Ahora, por fin, ha nombrado al primer ministro o, mejor dicho, a la primera ministra, ya que, por primera vez, una mujer está al frente del Gobierno, una sorpresa para muchos, sobre todo porque la nómina procede de un entorno «conservador». Najla Bouden es conocida por su rigor y su impresionante historial. Su éxito dependerá, sobre todo, de un equipo que deberá ser excelente, competente y unido, de un programa que responda a las expectativas y urgencias del país, con plazos que cumplir, de su capacidad de estratega, de su habilidad, fuerza y perseverancia para resolver las cuestiones más urgentes, y de una gran apertura y diplomacia en el trato con los sindicatos y las organizaciones sociales.

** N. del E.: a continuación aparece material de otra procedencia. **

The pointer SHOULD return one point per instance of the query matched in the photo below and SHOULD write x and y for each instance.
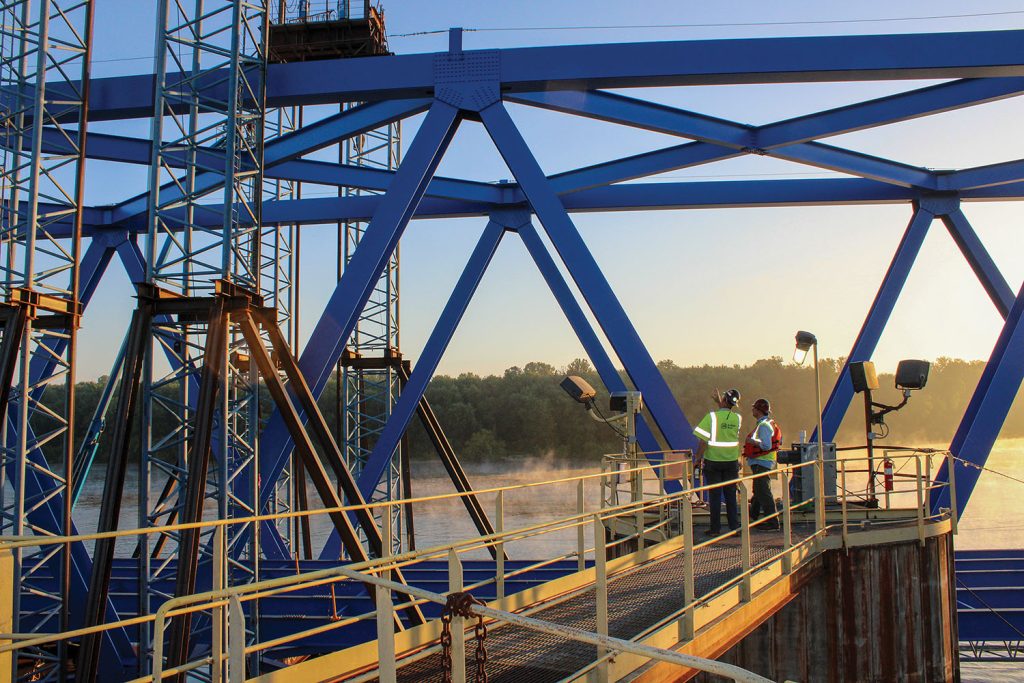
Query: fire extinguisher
(887, 469)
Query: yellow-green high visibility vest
(720, 429)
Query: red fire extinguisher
(887, 469)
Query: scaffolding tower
(44, 73)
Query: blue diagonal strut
(425, 366)
(585, 333)
(878, 316)
(987, 411)
(982, 264)
(589, 279)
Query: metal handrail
(220, 599)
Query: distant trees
(524, 413)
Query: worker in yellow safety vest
(719, 451)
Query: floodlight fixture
(805, 340)
(911, 375)
(580, 390)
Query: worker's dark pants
(715, 473)
(763, 504)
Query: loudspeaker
(911, 374)
(863, 376)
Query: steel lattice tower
(370, 393)
(44, 68)
(218, 142)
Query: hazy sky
(700, 286)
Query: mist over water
(991, 519)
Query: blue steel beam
(587, 274)
(986, 53)
(642, 165)
(638, 197)
(331, 334)
(585, 333)
(629, 197)
(987, 411)
(291, 145)
(433, 350)
(663, 119)
(982, 264)
(901, 107)
(868, 114)
(878, 316)
(135, 151)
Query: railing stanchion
(218, 649)
(842, 475)
(641, 525)
(687, 625)
(604, 484)
(928, 482)
(581, 527)
(951, 475)
(386, 537)
(500, 546)
(601, 592)
(921, 503)
(236, 641)
(386, 668)
(819, 496)
(888, 504)
(744, 542)
(783, 476)
(458, 623)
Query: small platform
(326, 36)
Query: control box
(802, 483)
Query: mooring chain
(460, 604)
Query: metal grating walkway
(638, 598)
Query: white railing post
(500, 546)
(458, 623)
(604, 484)
(951, 475)
(236, 641)
(921, 503)
(387, 537)
(687, 625)
(819, 496)
(601, 593)
(581, 527)
(783, 476)
(928, 482)
(386, 668)
(218, 648)
(641, 522)
(744, 541)
(846, 531)
(7, 659)
(158, 646)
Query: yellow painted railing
(660, 523)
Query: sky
(700, 286)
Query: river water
(990, 520)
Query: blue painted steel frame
(989, 66)
(595, 289)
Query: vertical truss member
(44, 73)
(369, 391)
(218, 45)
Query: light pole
(805, 342)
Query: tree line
(524, 413)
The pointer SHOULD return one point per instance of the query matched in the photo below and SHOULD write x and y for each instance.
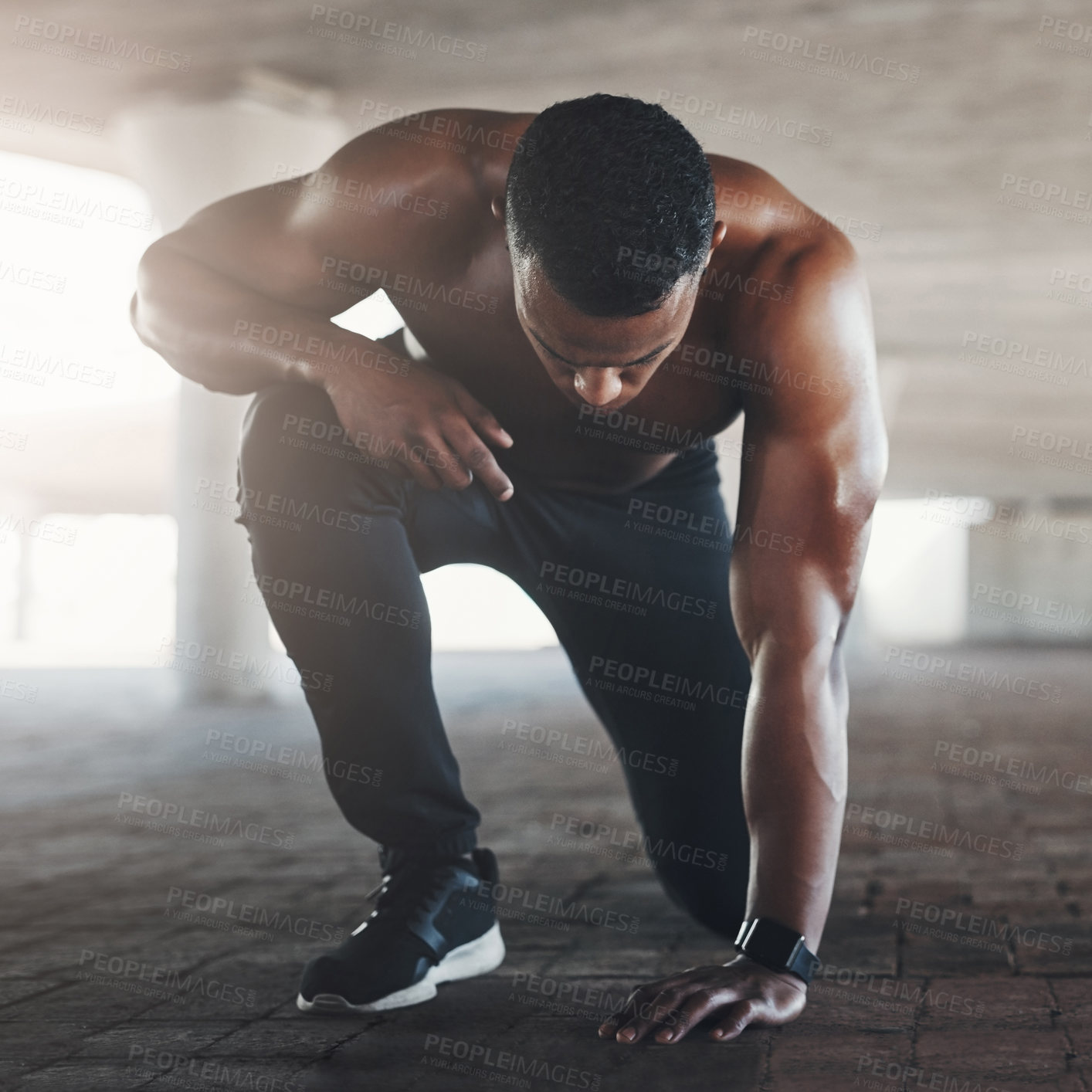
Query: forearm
(232, 339)
(794, 785)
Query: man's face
(601, 361)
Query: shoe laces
(409, 891)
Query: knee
(281, 414)
(715, 899)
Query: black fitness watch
(777, 947)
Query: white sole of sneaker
(479, 957)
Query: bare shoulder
(801, 303)
(448, 143)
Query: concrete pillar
(187, 155)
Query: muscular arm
(802, 527)
(263, 256)
(244, 293)
(820, 456)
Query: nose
(598, 385)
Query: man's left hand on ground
(738, 994)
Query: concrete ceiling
(922, 158)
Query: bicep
(819, 459)
(314, 240)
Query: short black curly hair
(615, 199)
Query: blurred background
(949, 142)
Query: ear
(720, 229)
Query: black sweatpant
(636, 585)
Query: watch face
(775, 942)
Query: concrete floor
(899, 1008)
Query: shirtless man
(590, 300)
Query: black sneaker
(432, 923)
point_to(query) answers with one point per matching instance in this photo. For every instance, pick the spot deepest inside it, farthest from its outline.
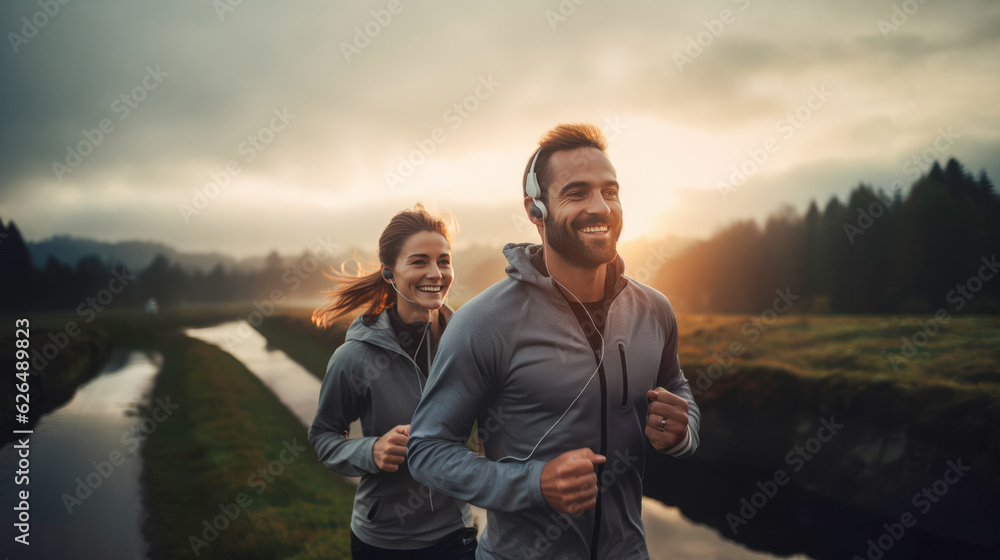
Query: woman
(377, 375)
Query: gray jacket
(370, 377)
(515, 358)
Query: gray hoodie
(370, 377)
(516, 359)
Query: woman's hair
(371, 290)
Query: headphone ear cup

¿Serán las organizaciones de la sociedad civil y los movimientos sociales, que han demostrado ser fuertes y estar bien organizados en el pasado, capaces de vigilar este nuevo desarrollo y apoyar los cambios a los que ha sido designada y en los que debe comprometerse?

Todos están convencidos de que no hay tiempo que perder, y que el más mínimo paso en falso podría poner en peligro las luchas y los éxitos conseguidos en los últimos 10 años. Un riesgo que, según denuncian muchos, afecta incluso a las conquistas obtenidas con la independencia en 1956, si Túnez cayera bajo el control de países que, como Turquía y Qatar, están detrás, ni siquiera de forma encubierta, del islam político.

No puede haber democracia sin derechos y libertades, especialmente de las mujeres, y no puede haber justicia social sin igualdad, dignidad, verdadera igualdad de oportunidades y distribución justa de la riqueza.

¿Será capaz Najla Bouden de responder al desafío del decisivo punto de inflexión histórico que vive Túnez?